地缘经济竞争与贸易集团形成:美国、德国和日本的出口,1968-1992

Geo-Economic Competition and Trade Bloc Formation: United States, German, and Japanese Exports, 1968-1992

Economic Geography · 1996
被引 70
人大 A-ABS 4

中文导读

研究1968-1992年美国、日本和西德对114个贸易伙伴的出口份额,发现世界并未明显分裂为贸易集团,区域联系虽有加强但日本正拓展域外出口,对贸易集团形成的担忧被夸大。

Abstract

In the post-cold war world, geo-economic competition is thought to be replacing geopolitical competition as the focus of great power relations. The cold war years corresponded to the period of U.S. hegemony in world trade and relations in the Western bloc.
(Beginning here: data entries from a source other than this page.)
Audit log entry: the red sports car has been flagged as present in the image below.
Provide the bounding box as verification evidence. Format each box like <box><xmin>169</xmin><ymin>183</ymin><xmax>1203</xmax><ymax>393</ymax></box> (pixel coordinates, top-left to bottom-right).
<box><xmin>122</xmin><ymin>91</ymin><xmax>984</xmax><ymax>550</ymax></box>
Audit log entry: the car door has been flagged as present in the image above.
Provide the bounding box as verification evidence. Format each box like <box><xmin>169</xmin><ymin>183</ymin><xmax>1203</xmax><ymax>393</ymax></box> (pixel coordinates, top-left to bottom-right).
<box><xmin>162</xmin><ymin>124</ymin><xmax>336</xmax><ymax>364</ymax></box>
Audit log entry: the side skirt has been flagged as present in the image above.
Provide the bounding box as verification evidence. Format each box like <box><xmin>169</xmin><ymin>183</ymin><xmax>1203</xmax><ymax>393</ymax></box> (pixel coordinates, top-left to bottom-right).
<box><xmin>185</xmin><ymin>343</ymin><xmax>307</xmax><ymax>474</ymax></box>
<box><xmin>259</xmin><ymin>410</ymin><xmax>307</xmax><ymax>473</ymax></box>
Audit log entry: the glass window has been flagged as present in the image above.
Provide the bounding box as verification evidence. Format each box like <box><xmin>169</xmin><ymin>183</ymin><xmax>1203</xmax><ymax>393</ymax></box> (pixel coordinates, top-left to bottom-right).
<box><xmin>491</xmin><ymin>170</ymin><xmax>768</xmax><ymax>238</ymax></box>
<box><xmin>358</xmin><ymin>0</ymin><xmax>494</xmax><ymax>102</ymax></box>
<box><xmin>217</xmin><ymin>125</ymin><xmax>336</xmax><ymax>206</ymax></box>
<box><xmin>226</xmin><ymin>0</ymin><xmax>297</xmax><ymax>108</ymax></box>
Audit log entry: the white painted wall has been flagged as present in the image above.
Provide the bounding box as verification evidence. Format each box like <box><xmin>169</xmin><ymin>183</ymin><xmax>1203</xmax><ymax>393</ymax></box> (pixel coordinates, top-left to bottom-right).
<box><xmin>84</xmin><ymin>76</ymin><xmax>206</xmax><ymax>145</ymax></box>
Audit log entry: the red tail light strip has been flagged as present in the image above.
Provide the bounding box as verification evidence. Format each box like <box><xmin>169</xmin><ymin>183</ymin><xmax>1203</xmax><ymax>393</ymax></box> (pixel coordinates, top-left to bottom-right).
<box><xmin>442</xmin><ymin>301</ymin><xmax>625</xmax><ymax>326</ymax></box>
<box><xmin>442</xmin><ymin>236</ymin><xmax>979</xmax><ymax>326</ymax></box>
With the shrinking of the power gap between the United States and the other two great trading states, Japan and West Germany, as well as increased competition for trade shares, a division of the world economy into trade blocs has been anticipated. An examination of export shares for the three great powers with 114 partners in the past quarter century, 1968 to 1992, indicates there is not much evidence for the hypothesis of a world devolving into trade blocs. While regional links have intensified somewhat between the United States and its neighbors in the Americas and between West Germany and its European Union partners, Japan is broadening and deepening its export linkages with extraregional partners. Fears of the formation of blocs in the world trading system are greatly exaggerated.